XII. A Existência de Deus.
1. O movimento racional demonstra a existência de Deus.

O primeiro e principal sacramento da sabedoria é a sabedoria criada, isto é, a criatura racional. Sendo em parte visível e em parte invisível, por isto mesmo é simultaneamente porta e caminho para a contemplação: enquanto visível, é porta; enquanto invisível, caminho.

É porta, porque oferece o primeiro auxílio à alma de quem ingressa na contemplação.

É caminho, porque conduz a alma do que corre pela contemplação ao seu termo.

É porta, porque mostra o invisível de modo visível.

É caminho, porque das coisas visíveis pelas invisíveis conduz à visão do Criador das coisas tanto visíveis como invisíveis, e isto o homem pode conhecer em si mesmo.

Ninguém será sábio que não veja ser a si mesmo. E todavia, se começar a examinar o que ele próprio é, compreenderá que não é nenhuma das coisas que nele são vistas ou podem ser vistas. Entenderá pela própria razão que aquela coisa que em nós é capaz de uso da razão, embora infusa e mista com a carne, distingue-se da substância da carne e lhe é diversa. Por que duvidará o homem da existência das coisas invisíveis, se vê ser invisível aquela mesma coisa que é verdadeiramente o homem e de cuja existência nunca duvidaria? A porta da contemplação se abre, pois, ao homem, quando ele próprio, conduzido pela sua razão, principia a conhecer-se. Resta em seguida correr por este caminho até o fim, para que cada um pela consideração de si mesmo, chegue ao conhecimento de seu Criador.

Aquilo, pois, que em nós não possui essência de carne não pode também ter matéria da carne. Assim como em sua essência é diverso da carne, assim também em sua origem sente-se alheio a ela.

Conhece também, e com certeza, ter tido um início, pois ao compreender que é, não lembra ter sido sempre, a inteligência não podendo desconhecer a si própria.

Se, portanto, não pode haver intelecto que não se intelija, conclui-se que nem sempre existiu aquilo que sabemos nem sempre ter-se inteligido, e por isto cremos ter tido princípio em algum momento.

Mas, conforme já foi dito, aquilo que possui uma essência espiritual não pode ter origem corpórea: pode-se comprovar ser corpóreo tudo o que provém da matéria já preexistente. Se, portanto, houve um início para o invisível que há em nós, ele deve ter sido feito não da matéria pré-existente, mas do nada.

Ora, o que é nada, não pode dar a si o ser. Qualquer coisa, portanto, que tenha tido início, sem dúvida alguma recebeu o ser de um outro.

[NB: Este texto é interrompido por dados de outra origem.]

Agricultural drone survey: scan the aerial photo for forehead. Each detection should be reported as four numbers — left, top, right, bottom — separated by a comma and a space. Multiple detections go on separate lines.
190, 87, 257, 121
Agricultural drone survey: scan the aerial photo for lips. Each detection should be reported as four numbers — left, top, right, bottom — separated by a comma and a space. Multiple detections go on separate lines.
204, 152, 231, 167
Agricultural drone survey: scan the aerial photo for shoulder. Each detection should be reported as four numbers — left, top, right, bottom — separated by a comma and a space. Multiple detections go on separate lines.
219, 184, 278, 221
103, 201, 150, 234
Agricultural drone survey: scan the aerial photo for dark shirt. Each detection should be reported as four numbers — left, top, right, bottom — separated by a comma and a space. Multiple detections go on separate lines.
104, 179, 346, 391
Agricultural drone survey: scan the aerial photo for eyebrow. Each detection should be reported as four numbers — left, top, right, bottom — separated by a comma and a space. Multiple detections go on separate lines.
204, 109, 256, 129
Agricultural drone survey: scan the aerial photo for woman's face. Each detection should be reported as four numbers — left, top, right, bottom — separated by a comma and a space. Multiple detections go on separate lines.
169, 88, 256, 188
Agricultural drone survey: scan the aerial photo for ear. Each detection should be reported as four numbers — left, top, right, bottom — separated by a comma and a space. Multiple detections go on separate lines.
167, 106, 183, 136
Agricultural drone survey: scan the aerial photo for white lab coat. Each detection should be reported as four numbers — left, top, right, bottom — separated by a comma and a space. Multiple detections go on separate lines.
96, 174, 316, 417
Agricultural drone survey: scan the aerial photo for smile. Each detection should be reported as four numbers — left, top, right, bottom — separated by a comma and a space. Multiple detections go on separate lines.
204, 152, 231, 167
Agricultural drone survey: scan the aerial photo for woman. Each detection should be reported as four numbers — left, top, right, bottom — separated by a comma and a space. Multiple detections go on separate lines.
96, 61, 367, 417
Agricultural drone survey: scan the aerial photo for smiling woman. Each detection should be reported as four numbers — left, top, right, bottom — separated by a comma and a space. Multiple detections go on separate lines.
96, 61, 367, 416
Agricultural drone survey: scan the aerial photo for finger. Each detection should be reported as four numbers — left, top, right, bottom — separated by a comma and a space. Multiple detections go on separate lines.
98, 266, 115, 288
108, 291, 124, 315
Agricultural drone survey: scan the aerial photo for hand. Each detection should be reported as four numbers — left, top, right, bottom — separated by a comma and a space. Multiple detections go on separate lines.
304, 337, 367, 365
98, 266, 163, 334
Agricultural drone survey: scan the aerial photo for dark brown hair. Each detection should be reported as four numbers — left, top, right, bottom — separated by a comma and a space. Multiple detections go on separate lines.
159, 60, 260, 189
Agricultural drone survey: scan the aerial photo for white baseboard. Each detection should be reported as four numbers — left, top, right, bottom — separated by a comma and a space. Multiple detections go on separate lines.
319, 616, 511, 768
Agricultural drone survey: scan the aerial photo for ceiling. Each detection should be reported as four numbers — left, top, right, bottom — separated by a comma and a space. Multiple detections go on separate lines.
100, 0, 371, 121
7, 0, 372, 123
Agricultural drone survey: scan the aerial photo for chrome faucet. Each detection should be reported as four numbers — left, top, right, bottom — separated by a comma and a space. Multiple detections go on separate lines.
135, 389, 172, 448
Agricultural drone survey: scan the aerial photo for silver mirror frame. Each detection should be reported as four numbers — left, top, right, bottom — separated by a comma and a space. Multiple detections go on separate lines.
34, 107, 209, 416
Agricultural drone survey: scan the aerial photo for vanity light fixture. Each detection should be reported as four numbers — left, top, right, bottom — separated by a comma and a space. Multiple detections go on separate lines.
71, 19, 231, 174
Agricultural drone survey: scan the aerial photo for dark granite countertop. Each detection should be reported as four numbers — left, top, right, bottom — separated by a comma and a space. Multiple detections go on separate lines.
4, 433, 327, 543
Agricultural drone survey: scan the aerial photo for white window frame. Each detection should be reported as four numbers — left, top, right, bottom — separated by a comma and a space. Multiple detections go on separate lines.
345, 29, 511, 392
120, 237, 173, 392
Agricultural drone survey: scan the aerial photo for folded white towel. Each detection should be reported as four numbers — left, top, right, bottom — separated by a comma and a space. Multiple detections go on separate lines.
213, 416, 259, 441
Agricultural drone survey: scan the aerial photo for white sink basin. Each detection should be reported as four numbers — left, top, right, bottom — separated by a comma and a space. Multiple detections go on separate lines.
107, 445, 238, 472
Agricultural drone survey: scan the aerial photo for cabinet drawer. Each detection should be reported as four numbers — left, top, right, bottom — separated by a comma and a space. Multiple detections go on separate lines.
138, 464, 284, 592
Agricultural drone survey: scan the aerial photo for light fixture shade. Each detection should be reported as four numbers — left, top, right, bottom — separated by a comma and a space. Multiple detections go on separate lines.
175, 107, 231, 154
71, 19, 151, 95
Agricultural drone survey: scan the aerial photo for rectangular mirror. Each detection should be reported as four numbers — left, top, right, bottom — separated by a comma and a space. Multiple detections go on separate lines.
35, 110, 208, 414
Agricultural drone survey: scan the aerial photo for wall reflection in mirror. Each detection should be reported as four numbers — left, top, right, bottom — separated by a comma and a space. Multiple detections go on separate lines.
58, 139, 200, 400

Aquilo que porém não é a partir de si próprio, não pode dar o ser a outros. Quem quer que seja, portanto, aquele que deu o ser às coisas, não pode ter recebido o ser de outro.

Nossa natureza nos ensina, portanto, termos um Criador eterno, para quem o subsistir é seu e próprio.

Se tivesse recebido o ser de outro, não poderia ser dito primeira origem das coisas. Se tivesse havido um tempo em que não existia, não teria tido início de si mesmo, nem poderia ser dito primeiro se tivesse recebido o ser de outro. Se, pois, é o Criador, sempre existiu.

Ademais, o que é por si próprio não pode não existir. Quem quer que seja por si próprio, nele sua existência e aquilo que é são o mesmo, porque nada pode ser dividido ou separado dele. Nada podendo ser separado dele, aquele em que a existência e o que é são o mesmo necessariamente existe sempre.

Se, portanto, naquele que é por si próprio sua existência e aquilo que é são o mesmo, segue-se que aquele que não recebeu o ser de outrém necessariamente sempre seja, não podendo ser-lhe tirado por outrém aquilo que por outrém não lhe tinha sido dado.

É necessário, pois, que confessemos que aquele que cremos ser o Criador não possa ter princípio nem fim. Não possui princípio quem sempre foi; nem fim, quem nunca cessou. Nada, ademais, é eterno além do Criador; nem o Criador poderá ser senão eterno.